Siddharth Paryani https://www.linkedin.com/in/siddharth-paryani https://github.com/isidparyani
*** * *** ******, **** 302, Tempe, AZ, 85281 480-***-**** ********@***.***
Summary
Graduate Business Analytics student around two years of experience, having strong communication and problem-solving skills. Looking for an opportunity as a Business Analyst or Data Analyst.
Education
W. P. Carey School of Business at Arizona State University, Tempe, AZ May 2018
Master of Science in Business Analytics (MSBA), CGPA: 3.83
Visvesvaraya National Institute of Technology Nagpur, India Dec 2014
Bachelor of Technology in Computer Science
Professional Skills
Programming and Database Skills: R, Python (Pandas, NumPy, Sci-Kit Learn, SciPy, Matplotlib) SQL, ETL Technologies, Data Warehousing, Data Visualization, RDBMS, C, C++.
Data Mining and Machine Learning Algorithms: Classification Techniques, Decision Trees, Random Forests, Logistic Regression, Naïve Bayes Classifier, SVM, KNN, Clustering Techniques, K- Means, Kohonen Networks, Neural Networks, Recommendation Systems.
Data Analytic Tools: MySQL Workbench, R Studio, Anaconda, Spyder, Microsoft Azure ML, Minitab, Microsoft Excel, Stat Tools, SPSS Modeler, Precision Tree, @Risk, SAS, Amazon Web Services.

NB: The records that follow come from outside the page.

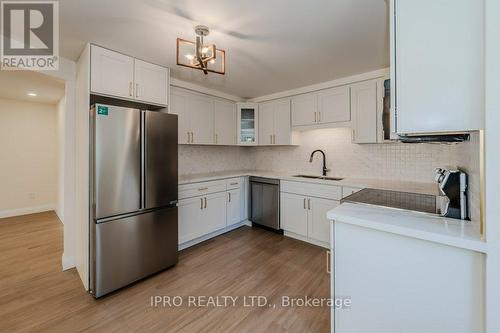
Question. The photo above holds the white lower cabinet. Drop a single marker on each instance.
(214, 211)
(402, 284)
(190, 218)
(318, 225)
(294, 213)
(207, 209)
(233, 207)
(306, 216)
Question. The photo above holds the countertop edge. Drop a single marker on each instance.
(467, 244)
(417, 187)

Data Visualization and Presentation Tools: Tableau, Power BI, IBM Watson Analytics.
Statistical Knowledge and Skills: Exploratory Data Analysis, Hypothesis Testing, Regression Analysis, Time Series and Forecasting Analysis, Data Modelling, Linear Algebra, Factor Analysis, Principal Component Analysis, A/B testing, ANOVA, Design of Experiment, Exponential Smoothing.
Analytic Projects
Churn Prediction: Supervised Machine Learning
W.P Carey School of Business, Arizona State University
Built a classification model to identify customers who are likely to churn, using Azure ML.
Used various techniques for Feature Selection such as Pearson’s Correlation, Kendall Karson.

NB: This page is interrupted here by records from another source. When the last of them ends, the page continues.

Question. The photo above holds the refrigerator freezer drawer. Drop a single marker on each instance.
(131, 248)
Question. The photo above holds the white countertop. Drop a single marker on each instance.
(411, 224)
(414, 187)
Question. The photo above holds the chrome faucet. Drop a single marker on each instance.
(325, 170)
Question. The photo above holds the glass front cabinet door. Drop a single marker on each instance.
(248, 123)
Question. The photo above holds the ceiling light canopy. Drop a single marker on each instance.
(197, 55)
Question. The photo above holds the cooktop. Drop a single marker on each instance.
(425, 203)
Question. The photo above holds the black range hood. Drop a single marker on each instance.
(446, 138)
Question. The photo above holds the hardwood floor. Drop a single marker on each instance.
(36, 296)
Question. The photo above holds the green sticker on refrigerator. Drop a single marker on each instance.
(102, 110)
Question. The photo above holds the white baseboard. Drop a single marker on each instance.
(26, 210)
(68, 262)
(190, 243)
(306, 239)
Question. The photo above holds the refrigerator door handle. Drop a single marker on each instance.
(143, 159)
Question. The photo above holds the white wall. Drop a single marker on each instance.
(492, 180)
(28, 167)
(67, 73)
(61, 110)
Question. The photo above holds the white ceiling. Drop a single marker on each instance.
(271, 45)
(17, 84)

Used Feature Engineering to transform the raw data into features for the predictive model to understand.
Used numerous Classification Techniques such as Decision Trees and Random Forests, achieving a Recall of 93%.

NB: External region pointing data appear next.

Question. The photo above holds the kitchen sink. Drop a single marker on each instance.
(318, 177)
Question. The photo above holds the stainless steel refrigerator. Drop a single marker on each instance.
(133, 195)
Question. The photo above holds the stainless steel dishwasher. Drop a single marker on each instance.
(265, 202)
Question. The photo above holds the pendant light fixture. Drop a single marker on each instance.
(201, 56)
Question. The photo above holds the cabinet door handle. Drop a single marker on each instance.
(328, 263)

Insurance Purchase Likelihood: Supervised Machine Learning
W.P Carey School of Business, Arizona State University
Developed a classification model for predicting which customers are likely to purchase an insurance.
Overcame challenges of imbalanced data by using SMOTE and under sampling techniques.
Compared different classification techniques to compare which model performed the best.
Used Cross Validation techniques.
Used Ensemble Methods from various algorithms for minimizing error rates and achieving an accuracy of 87%.
Marketing Term Deposit: Supervised Machine Learning
W.P Carey School of Business, Arizona State University
Built various classification models for predicting which customers are likely to go for a term deposit.
Performed exploratory data analysis on the dataset.
Handled imbalanced data by using under sampling and oversampling techniques.
Used Logistic Regression to identify variables which were contributing the most for prediction.
Used various classification techniques such as SVM, Decision Trees, Random Forest using R, achieving a Recall of 99.8%.
Experience
Data Analyst Intern Jan 2018 – Apr 2018
Find your Influence, Tempe, Arizona
Built a Recommendation system to provide positive influencers (influential people) for advertisers to promote and market their brands through campaigns by finding similar influencers who work in similar advertiser categories using clustering techniques such as Kmeans.
Used various Data Transformation techniques.
Provided the client with valuable insights with the aid of Tableau and Power BI.
Built a Logistic Regression model to predict and identify which inexperienced influencer would be a potential candidate for an advertiser.
Analyst Jan 2016 – Jun 2017
Al Jazeera Computers, Abu Dhabi, UAE
Used models with classification techniques such as Decision Trees, Random Forests and SVM, to assist the company in recognizing clients, who would be inclined towards purchasing annual maintenance contracts for IT services. This also helped increase the company’s revenue by 15%.
Forecasted sales for the company using various Exponential Smoothing models.
Used Minitab to analyze and interpret trends and seasonal patterns of the company’s sales over the years.
Manipulated and merged data columns from multiple data sources using MySQL, for data analysis and used multi-dimensional data models for reporting.
Identified key factors responsible for the company’s revenue analysis.
In Python prepared data, did preprocessing for implementation of classification techniques.
Worked extensively with Tableau for presenting monthly reports and insights to senior managers, decision makers and stakeholders.